Chapter Thirty

16 0 0
                                    

  A day into our journey we found what was left of the caravan. There wasn't much.

  The bandits had been thorough and merciless in their cleanup of the forward caravan. Buzzards lifted off the ground from the scattered corpses that littered the desert.

  The caravan had been caught strung out and on the move, with no chance of mounting a defense. Strangely I felt no sympathy for the dead as they, by their own actions, had sold us down the river to die in their place. It hadn't worked out that way though.

  A pair of jackals broke away from the carcass of a camel and sped off a distance to wait for us to pass by. It was a large camel and instantly I knew it to be that of the caravan master.

  The big man had impressed me and it didn't surprise me that I didn't see him lying on the ground. Bruton would have taken out a lot of the enemy and yet I saw no sign of a struggle. I did see spots of blood though, leading up a dune.

  I paused and the caravan stopped. While the others waited behind me I debated about what to do.

  I owed the man nothing. He'd had little to say to me and yet I had respected him. He'd run a tight ship when it came down to doing his job. Somehow, leaving him behind to bleed out or die of dehydration in the desert didn't seem a fitting end for such a man.

  I dropped the rope of my camel and headed toward the dune. Without saying anything, several of the others followed along.

  I crested the dune and saw more blood. Following the trail, I came to the gully bottom between two dunes and the trail of blood abruptly ended. The hair on the back of my neck lifted. How did a blood trail just disappear like that?

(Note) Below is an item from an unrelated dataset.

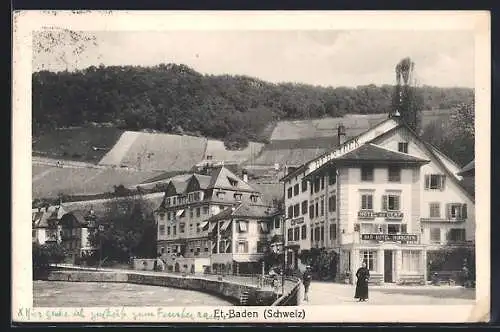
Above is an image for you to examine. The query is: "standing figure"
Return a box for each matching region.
[302,265,312,301]
[354,262,370,302]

  The only possible solution was that he…..I jumped to the side as a blade thrust up out of the sand directly at me. I felt the breeze of it pass by and had instant reflection on just how short life could be. I seized hold of the black wrist that was easily twice the size of mine and held on for dear life.

  The man was desperate to survive and sickeningly I saw him bringing up his other fist to smash into my head. Jarken seized hold of the incoming hand and together we immobilized the weakened man, who at full power would've smashed our heads together and pulped our brains.

  "Bruton it's us! Friends!" Thanuel yelled out, trying to reach into the caravan master's panicked consciousness.

  Some part of me couldn't believe what the man had done. Wounded, he'd buried himself here in the sand and waited patiently for a chance to either kill one of his hunters or buy the time needed to survive. The broken off haft of a javelin still protruded from the man's left side. He'd been smart not to remove it as he would have bled out by now, but it was doing him no favors to leave it in.

  Sand clung to Bruton's sweaty body as evidence of the fever that now gripped him. His eyes traced from one to the other of us in disbelief as he breathed hard.

  "You should kill me, for that was what I did to you by leaving you at the oasis!"

  "And yet we're not. Jarken, go get some wood. That spear needs to come out and the wound's going to need to be cauterized or he'll bleed out," I said matter-of-factly.

  We let Bruton settle back to the ground as the majority of those who had followed rushed off to get supplies and wood. Bruton's bloodshot eyes had never left me and he continued to probe for an answer, "Why?"

  I shrugged, "Why not."

  He snorted sharply and I could tell he wasn't content with my answer so I gave him the truth, as much as I knew of it, "It wouldn't have been right to just ride on and let you die out here in the sand."